Meet the Superrich, 200 citizens of the world who are both

rich and powerful. Coupon clippers need not apply.

 

BILLION BUCKS isn't what it used to be. Own a few apartment buildings in Tokyo, and—even in this market—you're almost certainly worth a bill. Take a high-tech company public when it's hot, and you're in the no-longer-so-exclusive billionaire club.

Ten years ago Forbes Magazine started counting billionaires outside the U.S.  It found 96. Last year, 298—plus 149 American billionaires. With stock markets around the world up an average 23% in the last year, the billionaire population, like the deer population, is sure to have increased.

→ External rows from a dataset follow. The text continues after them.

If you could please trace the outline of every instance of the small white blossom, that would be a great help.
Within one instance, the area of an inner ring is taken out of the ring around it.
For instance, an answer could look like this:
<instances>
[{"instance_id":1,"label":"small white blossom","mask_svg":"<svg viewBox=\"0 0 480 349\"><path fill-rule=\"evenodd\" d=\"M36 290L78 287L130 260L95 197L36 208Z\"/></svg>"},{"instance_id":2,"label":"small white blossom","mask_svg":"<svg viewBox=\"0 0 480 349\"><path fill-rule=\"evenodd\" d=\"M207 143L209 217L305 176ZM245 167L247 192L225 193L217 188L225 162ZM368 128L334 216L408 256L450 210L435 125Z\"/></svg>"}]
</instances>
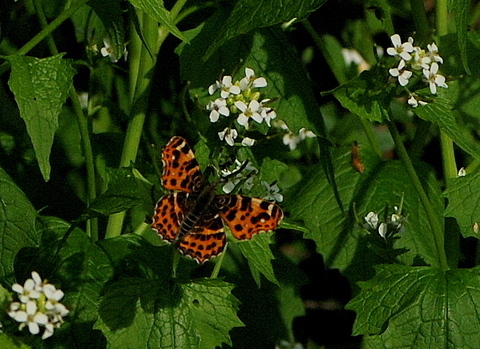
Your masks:
<instances>
[{"instance_id":1,"label":"small white blossom","mask_svg":"<svg viewBox=\"0 0 480 349\"><path fill-rule=\"evenodd\" d=\"M227 107L227 101L223 98L217 98L207 105L207 110L210 110L210 122L217 122L220 115L229 116L230 109Z\"/></svg>"},{"instance_id":2,"label":"small white blossom","mask_svg":"<svg viewBox=\"0 0 480 349\"><path fill-rule=\"evenodd\" d=\"M278 185L276 183L274 183L273 185L269 185L267 182L262 181L262 185L266 189L266 194L263 196L265 200L276 202L283 201L283 195L280 194L280 189L278 188Z\"/></svg>"},{"instance_id":3,"label":"small white blossom","mask_svg":"<svg viewBox=\"0 0 480 349\"><path fill-rule=\"evenodd\" d=\"M432 60L430 56L425 53L425 50L416 46L413 52L413 59L409 62L410 67L414 70L428 69Z\"/></svg>"},{"instance_id":4,"label":"small white blossom","mask_svg":"<svg viewBox=\"0 0 480 349\"><path fill-rule=\"evenodd\" d=\"M443 58L440 57L440 55L438 54L438 47L437 45L435 45L434 42L427 45L427 50L428 50L428 56L432 61L443 64Z\"/></svg>"},{"instance_id":5,"label":"small white blossom","mask_svg":"<svg viewBox=\"0 0 480 349\"><path fill-rule=\"evenodd\" d=\"M240 89L245 91L249 88L265 87L267 86L267 80L262 77L256 77L255 71L251 68L245 68L245 77L240 80Z\"/></svg>"},{"instance_id":6,"label":"small white blossom","mask_svg":"<svg viewBox=\"0 0 480 349\"><path fill-rule=\"evenodd\" d=\"M250 163L247 163L247 165L245 166L244 163L238 161L237 159L235 160L235 165L236 167L232 171L230 171L229 169L222 170L222 177L228 177L228 176L231 176L232 174L235 174L233 178L230 178L228 182L223 185L222 190L225 194L230 194L233 191L233 189L235 189L235 187L238 185L238 183L240 183L240 181L245 177L242 174L243 172L247 171L250 174L258 172L258 170L254 166L252 166ZM240 171L242 167L243 167L243 170ZM247 178L242 184L242 189L247 191L251 190L253 187L253 180L254 180L253 176L250 176L249 178Z\"/></svg>"},{"instance_id":7,"label":"small white blossom","mask_svg":"<svg viewBox=\"0 0 480 349\"><path fill-rule=\"evenodd\" d=\"M218 138L220 138L221 141L225 139L225 142L227 142L229 146L233 146L237 136L238 136L238 131L230 127L225 127L223 131L218 132Z\"/></svg>"},{"instance_id":8,"label":"small white blossom","mask_svg":"<svg viewBox=\"0 0 480 349\"><path fill-rule=\"evenodd\" d=\"M458 174L457 174L458 177L465 177L466 175L467 175L467 171L465 171L463 167L460 168L460 170L458 170Z\"/></svg>"},{"instance_id":9,"label":"small white blossom","mask_svg":"<svg viewBox=\"0 0 480 349\"><path fill-rule=\"evenodd\" d=\"M366 217L364 218L367 222L367 225L372 229L377 229L378 226L378 214L375 212L368 212Z\"/></svg>"},{"instance_id":10,"label":"small white blossom","mask_svg":"<svg viewBox=\"0 0 480 349\"><path fill-rule=\"evenodd\" d=\"M391 76L398 79L400 86L406 86L408 79L412 77L412 72L405 69L405 61L403 59L400 60L397 68L389 69L388 72Z\"/></svg>"},{"instance_id":11,"label":"small white blossom","mask_svg":"<svg viewBox=\"0 0 480 349\"><path fill-rule=\"evenodd\" d=\"M238 95L241 92L239 86L232 84L232 77L230 75L225 75L222 78L222 82L217 80L210 85L208 87L208 93L213 95L218 89L221 90L220 97L222 98L228 98L230 94Z\"/></svg>"},{"instance_id":12,"label":"small white blossom","mask_svg":"<svg viewBox=\"0 0 480 349\"><path fill-rule=\"evenodd\" d=\"M260 108L260 103L256 100L250 101L248 106L245 104L243 101L236 101L235 106L240 110L242 113L238 116L237 122L245 126L245 128L248 127L248 120L252 118L258 123L261 123L263 118L262 115L260 114L261 108Z\"/></svg>"},{"instance_id":13,"label":"small white blossom","mask_svg":"<svg viewBox=\"0 0 480 349\"><path fill-rule=\"evenodd\" d=\"M473 232L475 234L478 234L479 230L480 230L479 224L477 222L473 223Z\"/></svg>"},{"instance_id":14,"label":"small white blossom","mask_svg":"<svg viewBox=\"0 0 480 349\"><path fill-rule=\"evenodd\" d=\"M358 66L358 72L361 73L364 70L370 69L370 64L368 64L365 59L358 53L357 50L342 48L342 56L345 64L351 66L352 63Z\"/></svg>"},{"instance_id":15,"label":"small white blossom","mask_svg":"<svg viewBox=\"0 0 480 349\"><path fill-rule=\"evenodd\" d=\"M380 223L380 225L378 226L378 235L385 239L387 231L387 223Z\"/></svg>"},{"instance_id":16,"label":"small white blossom","mask_svg":"<svg viewBox=\"0 0 480 349\"><path fill-rule=\"evenodd\" d=\"M69 313L60 303L63 291L42 281L37 272L32 272L32 278L27 279L23 286L14 284L12 290L18 293L20 302L10 304L8 315L20 323L19 330L28 327L29 332L36 335L43 328L42 338L48 338Z\"/></svg>"},{"instance_id":17,"label":"small white blossom","mask_svg":"<svg viewBox=\"0 0 480 349\"><path fill-rule=\"evenodd\" d=\"M103 45L104 45L104 46L100 49L101 55L102 55L103 57L109 56L109 57L110 57L110 61L111 61L112 63L118 62L118 58L119 58L119 57L116 56L115 51L114 51L114 49L113 49L113 46L112 46L112 43L111 43L109 37L105 37L105 38L103 39ZM122 55L123 55L123 57L125 58L125 60L127 60L127 54L128 54L127 48L124 47L124 49L123 49L123 54L122 54Z\"/></svg>"},{"instance_id":18,"label":"small white blossom","mask_svg":"<svg viewBox=\"0 0 480 349\"><path fill-rule=\"evenodd\" d=\"M426 105L427 102L422 101L422 100L417 100L415 96L410 95L410 98L408 99L407 103L412 106L413 108L418 107L419 105Z\"/></svg>"},{"instance_id":19,"label":"small white blossom","mask_svg":"<svg viewBox=\"0 0 480 349\"><path fill-rule=\"evenodd\" d=\"M387 53L390 56L398 56L403 60L409 61L412 56L410 52L413 52L413 39L408 38L407 42L402 43L400 35L394 34L390 37L393 47L387 48Z\"/></svg>"},{"instance_id":20,"label":"small white blossom","mask_svg":"<svg viewBox=\"0 0 480 349\"><path fill-rule=\"evenodd\" d=\"M447 84L445 83L445 77L443 75L437 74L438 72L438 64L432 63L430 69L423 69L423 76L428 81L430 85L430 92L432 94L437 93L437 86L447 88Z\"/></svg>"}]
</instances>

Bowing to economic reality, they have revised their selection process this year. A billion bucks no longer gets you in. You've got to have made it yourself, or you've got to be actively managing it. This eliminates a fair number of jet-setters and Palm Beach residents. They have culled the roster of billionaires down to 200 people around the globe, the Global Superrich.

Take Microsoft's Bill Gates. He is by no means the richest on the list, but the company he has built is shaking the computer industry to its core.

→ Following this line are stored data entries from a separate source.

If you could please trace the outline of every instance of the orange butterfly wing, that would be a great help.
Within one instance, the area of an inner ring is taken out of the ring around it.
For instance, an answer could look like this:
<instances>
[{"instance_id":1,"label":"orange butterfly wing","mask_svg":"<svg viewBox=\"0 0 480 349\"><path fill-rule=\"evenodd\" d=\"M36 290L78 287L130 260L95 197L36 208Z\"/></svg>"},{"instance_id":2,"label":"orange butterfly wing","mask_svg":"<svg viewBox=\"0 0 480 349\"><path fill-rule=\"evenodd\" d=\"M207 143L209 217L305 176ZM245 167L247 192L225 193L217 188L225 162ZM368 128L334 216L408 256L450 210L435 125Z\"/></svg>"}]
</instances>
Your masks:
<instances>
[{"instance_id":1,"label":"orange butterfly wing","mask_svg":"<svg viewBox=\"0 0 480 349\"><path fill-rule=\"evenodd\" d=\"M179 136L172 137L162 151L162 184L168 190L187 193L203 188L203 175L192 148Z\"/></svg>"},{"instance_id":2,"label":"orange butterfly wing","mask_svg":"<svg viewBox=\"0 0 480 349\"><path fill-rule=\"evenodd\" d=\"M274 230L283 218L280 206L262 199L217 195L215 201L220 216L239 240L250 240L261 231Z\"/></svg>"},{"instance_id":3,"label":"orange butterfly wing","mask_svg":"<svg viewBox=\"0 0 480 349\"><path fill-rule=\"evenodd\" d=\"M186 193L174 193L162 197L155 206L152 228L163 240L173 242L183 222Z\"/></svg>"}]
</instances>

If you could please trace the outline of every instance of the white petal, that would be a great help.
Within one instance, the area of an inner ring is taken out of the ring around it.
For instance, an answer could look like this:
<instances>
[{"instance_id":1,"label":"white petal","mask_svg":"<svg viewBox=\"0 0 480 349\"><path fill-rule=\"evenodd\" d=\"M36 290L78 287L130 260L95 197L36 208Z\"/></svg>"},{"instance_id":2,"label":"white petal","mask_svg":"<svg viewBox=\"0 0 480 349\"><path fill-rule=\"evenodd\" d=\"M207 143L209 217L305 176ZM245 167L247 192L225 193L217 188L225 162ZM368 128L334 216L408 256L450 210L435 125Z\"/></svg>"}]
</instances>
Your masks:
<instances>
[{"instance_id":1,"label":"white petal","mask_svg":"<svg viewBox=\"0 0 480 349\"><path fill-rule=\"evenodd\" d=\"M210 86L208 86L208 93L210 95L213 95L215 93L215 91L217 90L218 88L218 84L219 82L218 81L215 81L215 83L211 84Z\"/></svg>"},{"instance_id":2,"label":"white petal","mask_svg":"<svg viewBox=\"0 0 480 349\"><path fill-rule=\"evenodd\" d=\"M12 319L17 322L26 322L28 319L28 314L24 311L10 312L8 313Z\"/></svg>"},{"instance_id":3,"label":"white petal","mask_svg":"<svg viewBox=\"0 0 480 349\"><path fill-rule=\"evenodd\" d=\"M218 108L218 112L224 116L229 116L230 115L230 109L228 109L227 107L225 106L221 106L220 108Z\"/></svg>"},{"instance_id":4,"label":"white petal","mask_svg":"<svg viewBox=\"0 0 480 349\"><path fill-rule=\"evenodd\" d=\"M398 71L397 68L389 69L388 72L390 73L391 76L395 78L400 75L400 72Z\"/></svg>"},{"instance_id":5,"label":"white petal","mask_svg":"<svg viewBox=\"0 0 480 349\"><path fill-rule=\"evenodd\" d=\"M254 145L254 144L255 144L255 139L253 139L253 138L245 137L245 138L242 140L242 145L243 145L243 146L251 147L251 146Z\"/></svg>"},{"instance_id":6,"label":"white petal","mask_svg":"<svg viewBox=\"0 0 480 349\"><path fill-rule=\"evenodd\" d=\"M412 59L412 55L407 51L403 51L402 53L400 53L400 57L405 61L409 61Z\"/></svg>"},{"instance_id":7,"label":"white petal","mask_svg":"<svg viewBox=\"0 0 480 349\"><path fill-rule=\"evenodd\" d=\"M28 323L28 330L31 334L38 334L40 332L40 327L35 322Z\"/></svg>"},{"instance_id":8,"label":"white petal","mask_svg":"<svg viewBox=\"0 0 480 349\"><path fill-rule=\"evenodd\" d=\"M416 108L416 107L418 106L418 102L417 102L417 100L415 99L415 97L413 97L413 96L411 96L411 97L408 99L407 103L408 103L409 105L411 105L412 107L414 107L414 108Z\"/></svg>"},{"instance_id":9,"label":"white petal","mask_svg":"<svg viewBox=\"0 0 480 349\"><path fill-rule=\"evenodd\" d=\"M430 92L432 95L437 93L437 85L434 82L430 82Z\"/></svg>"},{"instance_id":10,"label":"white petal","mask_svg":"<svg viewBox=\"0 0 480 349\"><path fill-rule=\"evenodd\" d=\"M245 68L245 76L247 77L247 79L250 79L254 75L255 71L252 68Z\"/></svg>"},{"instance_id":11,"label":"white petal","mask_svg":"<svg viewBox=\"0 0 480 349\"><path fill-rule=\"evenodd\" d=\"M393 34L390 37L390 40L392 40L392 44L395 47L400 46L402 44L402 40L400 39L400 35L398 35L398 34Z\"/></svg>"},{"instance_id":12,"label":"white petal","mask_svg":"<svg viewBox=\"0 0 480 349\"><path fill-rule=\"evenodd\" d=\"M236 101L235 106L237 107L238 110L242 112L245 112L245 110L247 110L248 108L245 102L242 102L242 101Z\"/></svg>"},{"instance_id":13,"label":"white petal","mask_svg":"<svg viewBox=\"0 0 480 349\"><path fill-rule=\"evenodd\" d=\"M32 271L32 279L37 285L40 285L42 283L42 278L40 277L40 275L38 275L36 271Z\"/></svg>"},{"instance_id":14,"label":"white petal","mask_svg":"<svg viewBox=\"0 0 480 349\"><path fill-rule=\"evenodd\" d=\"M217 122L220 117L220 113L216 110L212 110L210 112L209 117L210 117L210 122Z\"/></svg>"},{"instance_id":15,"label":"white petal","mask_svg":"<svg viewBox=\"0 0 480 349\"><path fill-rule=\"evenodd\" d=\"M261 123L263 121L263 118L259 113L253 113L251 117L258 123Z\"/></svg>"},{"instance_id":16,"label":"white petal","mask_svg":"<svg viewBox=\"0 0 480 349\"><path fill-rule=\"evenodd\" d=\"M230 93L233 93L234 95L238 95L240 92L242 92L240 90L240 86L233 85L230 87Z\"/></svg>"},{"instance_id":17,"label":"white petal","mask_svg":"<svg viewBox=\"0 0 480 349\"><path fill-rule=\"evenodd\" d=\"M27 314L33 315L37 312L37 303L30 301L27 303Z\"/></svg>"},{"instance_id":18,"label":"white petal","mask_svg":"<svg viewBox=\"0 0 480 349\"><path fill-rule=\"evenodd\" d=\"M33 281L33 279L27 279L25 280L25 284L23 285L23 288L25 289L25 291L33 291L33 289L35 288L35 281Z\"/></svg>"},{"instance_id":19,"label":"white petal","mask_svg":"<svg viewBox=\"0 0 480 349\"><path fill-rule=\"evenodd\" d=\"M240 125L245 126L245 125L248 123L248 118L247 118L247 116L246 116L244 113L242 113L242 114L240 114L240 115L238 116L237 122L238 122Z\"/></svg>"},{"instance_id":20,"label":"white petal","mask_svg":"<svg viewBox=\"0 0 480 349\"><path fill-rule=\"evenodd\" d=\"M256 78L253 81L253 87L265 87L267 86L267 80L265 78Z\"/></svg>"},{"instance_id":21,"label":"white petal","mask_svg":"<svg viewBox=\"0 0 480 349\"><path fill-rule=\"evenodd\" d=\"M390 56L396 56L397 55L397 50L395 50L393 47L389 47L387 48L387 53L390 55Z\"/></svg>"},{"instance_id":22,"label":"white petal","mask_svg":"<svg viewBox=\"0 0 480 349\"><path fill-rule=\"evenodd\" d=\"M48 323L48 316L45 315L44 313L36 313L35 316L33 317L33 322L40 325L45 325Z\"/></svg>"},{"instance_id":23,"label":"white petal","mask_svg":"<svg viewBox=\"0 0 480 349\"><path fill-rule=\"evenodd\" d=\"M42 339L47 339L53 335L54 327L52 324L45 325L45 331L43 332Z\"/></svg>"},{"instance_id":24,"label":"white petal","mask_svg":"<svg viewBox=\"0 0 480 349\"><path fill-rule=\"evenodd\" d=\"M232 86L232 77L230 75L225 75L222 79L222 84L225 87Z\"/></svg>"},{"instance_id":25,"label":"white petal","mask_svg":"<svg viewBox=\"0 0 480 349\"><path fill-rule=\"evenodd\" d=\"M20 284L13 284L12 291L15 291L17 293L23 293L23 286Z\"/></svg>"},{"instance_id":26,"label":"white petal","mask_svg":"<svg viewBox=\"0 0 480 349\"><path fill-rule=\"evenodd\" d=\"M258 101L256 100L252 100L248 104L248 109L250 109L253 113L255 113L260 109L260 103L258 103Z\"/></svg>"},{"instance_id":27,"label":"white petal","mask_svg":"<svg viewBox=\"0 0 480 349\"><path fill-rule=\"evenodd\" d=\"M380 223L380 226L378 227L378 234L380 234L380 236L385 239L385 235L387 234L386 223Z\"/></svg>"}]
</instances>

Sixty of the Global 200, 30%, are Americans—roughly in line with the U.S.' 26% share of the world's gross economic product. Asia accounts for 56 names on the list, a reflection of the dynamism in Asia in the 1990s. Only 44 call Europe home, a comment on that region's declining economic status. Their fortunes were valued using stock prices from early June.

From the Global 200 Forbes editors have highlighted ten who they think are the most creative and successful—though again not necessarily the wealthiest—businesspeople in the world today. They appear starting on the right. The choices are, of course, somewhat subjective, but in business as in everything else you can't judge an entrepreneur's importance simply by the size of the pile he has made. In places like India or Eastern Europe someone who has put together a $250 million fortune is probably worth knowing as much as your average American billionaire is. They address this problem by including 27 "heavy hitters"—men (yes, they're all men) who aren't yet worth a billion, but who nonetheless wield outsize influence in their countries.